Il est audacieux, presque expérimental pour l’époque : beaucoup de percussions (comme le titre l’indique), des guitares minimales, des chœurs féminins, des textes qui oscillent entre sensualité et provocation.
L’album est parfois considéré comme le premier disque français de “world music”, ou comme un disque d’exotica. Mais dès son deuxième album, Gainsbourg avait déjà tenté quelques pas dans ce sens (Mambo miam miam, Cha cha cha du loup).
Percussions marque aussi la fin de sa collaboration avec Alain Goraguer, qui en gardera pourtant un souvenir joyeux : « Nous nous sommes amusés comme des fous, surtout quand on montrait aux choristes françaises comment prendre des voix de négresses un peu aiguës. En dehors d’un sax et d’une guitare rythmique, sur certains morceaux, ce ne sont que des percussions… »
À titre personnel, je ne pense pas que j’aurais pu entrer dans ce disque si je n’avais pas déjà écouté d’autres albums, pourtant éloignés stylistiquement, mais qui partagent un même minimalisme : Flowers of Romance de PiL, les disques de Bruit Noir, ou encore Guem et Zaka Percussions.
Historiquement, Percussions marque un tournant : Gainsbourg commence à sortir du rôle de chanteur rive gauche pour devenir un vrai touche-à-tout, prêt à explorer d’autres univers musicaux, ce qui annonce la suite de sa carrière.
Pauvre Lola : titre volé à Myriam Makeba, avec les rires inimitables de France Gall. La guitare et les percussions sculptent l’espace sonore, et ces rires préfigurent ceux de Jane Birkin dans En Melody.
Machin Chose : un retour subtil aux ambiances rive gauche, moins percussif mais tout aussi captivant. Une chanson qui se vit plus qu’elle ne s’explique.
New York USA : classique de l’album, dérobé à Olatunji, uniquement basé sur percussions et chœurs féminins, un exemple parfait de l’audace sonore de Gainsbourg.

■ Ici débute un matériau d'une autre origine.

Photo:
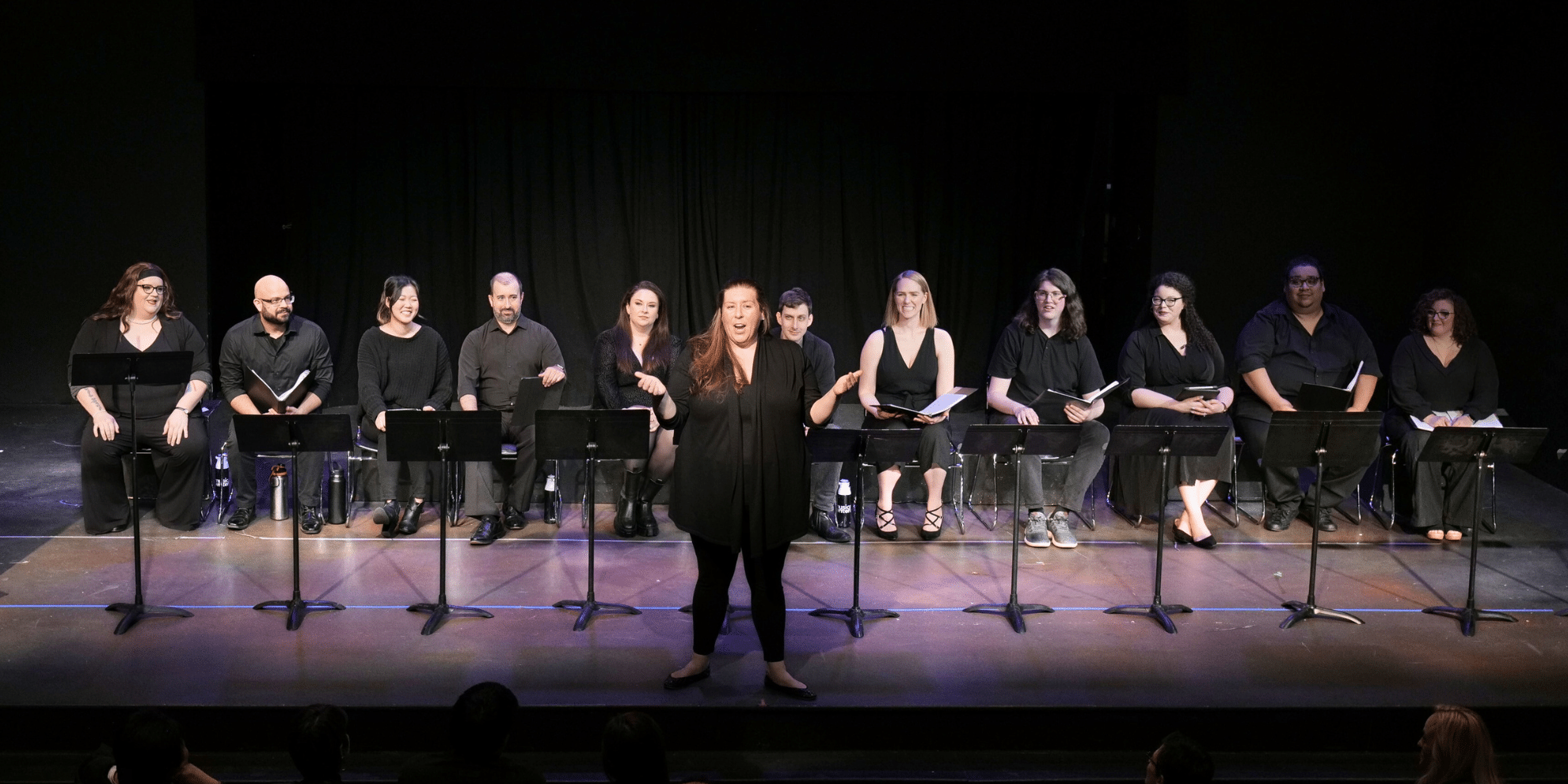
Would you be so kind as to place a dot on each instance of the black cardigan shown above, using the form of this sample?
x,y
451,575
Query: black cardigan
x,y
706,494
101,336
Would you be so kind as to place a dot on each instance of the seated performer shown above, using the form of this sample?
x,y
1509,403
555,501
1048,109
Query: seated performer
x,y
640,342
1444,377
402,364
140,315
493,360
795,318
276,345
1297,341
1046,347
1172,350
910,363
742,478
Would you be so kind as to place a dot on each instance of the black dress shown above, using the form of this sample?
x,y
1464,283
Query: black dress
x,y
1150,361
911,386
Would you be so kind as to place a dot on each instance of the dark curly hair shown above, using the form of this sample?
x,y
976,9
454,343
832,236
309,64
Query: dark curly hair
x,y
1463,320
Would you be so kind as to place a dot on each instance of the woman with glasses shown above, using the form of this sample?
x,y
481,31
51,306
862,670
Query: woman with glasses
x,y
402,366
140,317
910,363
1175,375
1443,377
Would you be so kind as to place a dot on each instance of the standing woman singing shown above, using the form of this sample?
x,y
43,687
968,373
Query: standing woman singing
x,y
910,363
742,472
640,342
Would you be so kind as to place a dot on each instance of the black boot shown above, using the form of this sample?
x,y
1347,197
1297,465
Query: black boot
x,y
646,524
626,508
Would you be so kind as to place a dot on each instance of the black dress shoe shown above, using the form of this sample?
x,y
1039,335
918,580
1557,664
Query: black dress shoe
x,y
790,692
515,519
310,519
386,518
486,532
238,521
672,683
408,524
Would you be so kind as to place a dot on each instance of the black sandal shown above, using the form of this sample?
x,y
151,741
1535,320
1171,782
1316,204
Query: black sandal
x,y
891,532
932,518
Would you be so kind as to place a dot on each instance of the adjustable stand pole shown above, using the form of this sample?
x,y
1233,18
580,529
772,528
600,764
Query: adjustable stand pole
x,y
1468,615
1310,609
297,606
139,609
854,615
587,607
1012,611
440,611
1158,611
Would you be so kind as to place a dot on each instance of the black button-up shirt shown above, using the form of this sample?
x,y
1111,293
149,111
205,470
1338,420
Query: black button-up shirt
x,y
276,360
1037,363
1277,341
493,361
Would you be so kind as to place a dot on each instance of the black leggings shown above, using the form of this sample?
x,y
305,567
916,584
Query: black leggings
x,y
715,566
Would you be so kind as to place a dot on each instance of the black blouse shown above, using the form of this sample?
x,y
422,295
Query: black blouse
x,y
1150,361
744,475
1421,385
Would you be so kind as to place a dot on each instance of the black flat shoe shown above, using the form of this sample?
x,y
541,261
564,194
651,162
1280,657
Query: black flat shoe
x,y
790,692
672,683
891,532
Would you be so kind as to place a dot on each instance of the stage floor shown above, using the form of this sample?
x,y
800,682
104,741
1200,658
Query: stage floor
x,y
57,645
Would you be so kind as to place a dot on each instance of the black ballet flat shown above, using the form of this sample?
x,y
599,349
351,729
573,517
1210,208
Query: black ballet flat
x,y
672,683
790,692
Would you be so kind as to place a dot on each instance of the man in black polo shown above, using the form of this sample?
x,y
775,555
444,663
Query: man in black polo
x,y
493,360
794,322
276,345
1297,341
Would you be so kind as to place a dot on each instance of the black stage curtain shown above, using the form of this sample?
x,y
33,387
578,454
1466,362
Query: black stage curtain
x,y
584,193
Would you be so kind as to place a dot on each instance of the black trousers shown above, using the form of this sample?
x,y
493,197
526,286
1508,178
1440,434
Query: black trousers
x,y
1283,486
715,568
179,468
242,470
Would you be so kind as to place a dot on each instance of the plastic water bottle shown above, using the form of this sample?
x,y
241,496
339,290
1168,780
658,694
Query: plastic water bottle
x,y
846,518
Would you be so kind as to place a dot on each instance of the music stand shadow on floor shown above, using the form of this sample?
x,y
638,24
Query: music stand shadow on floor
x,y
1167,441
592,435
1321,440
447,438
132,367
294,433
1482,446
1051,443
858,447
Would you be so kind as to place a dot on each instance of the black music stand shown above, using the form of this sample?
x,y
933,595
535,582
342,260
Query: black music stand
x,y
294,433
132,367
1482,446
592,435
1321,440
449,438
1167,441
1017,441
857,446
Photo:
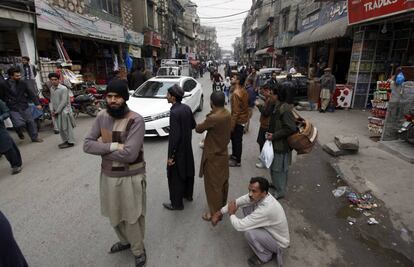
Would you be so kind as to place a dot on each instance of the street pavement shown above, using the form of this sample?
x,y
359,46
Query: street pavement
x,y
53,206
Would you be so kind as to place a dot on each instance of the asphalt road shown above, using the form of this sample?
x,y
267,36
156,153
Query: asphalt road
x,y
53,206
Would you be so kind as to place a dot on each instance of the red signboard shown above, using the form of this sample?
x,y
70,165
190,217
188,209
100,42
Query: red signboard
x,y
364,10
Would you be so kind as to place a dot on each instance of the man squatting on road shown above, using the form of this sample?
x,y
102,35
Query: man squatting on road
x,y
265,224
118,136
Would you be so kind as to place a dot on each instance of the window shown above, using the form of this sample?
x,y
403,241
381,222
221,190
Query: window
x,y
110,6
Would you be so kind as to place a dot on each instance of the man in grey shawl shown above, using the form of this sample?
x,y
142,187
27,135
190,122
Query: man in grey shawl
x,y
62,111
117,135
29,73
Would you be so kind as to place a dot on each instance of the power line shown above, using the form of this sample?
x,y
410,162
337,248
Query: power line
x,y
218,3
236,14
231,15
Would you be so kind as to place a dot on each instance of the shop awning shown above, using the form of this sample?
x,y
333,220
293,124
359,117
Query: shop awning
x,y
301,38
331,30
264,51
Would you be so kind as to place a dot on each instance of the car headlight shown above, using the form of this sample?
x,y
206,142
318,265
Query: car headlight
x,y
161,116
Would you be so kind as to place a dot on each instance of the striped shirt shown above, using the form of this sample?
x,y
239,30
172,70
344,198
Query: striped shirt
x,y
104,139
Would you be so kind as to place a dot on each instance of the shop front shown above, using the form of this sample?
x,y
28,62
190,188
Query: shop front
x,y
16,37
92,48
323,41
383,43
383,39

Les Ambassadeurs : toujours percussif, mais cette fois avec un clin d’œil à la samba et à l’arrivée de la musique brésilienne en France, quelques années après The Girl From Ipanema.
Ces Petits Riens : morceau repris par Don Nino, dont le batteur n’est autre que Jean-Michel Pires, bouclant ainsi le cercle de mes découvertes musicales.
Avec ces 5 titres, vous avez un bel aperçu de l’inventivité et de l’audace de Percussions ! Et on se retrouve la semaine prochaine pour une autre galette sur votre radio favorite.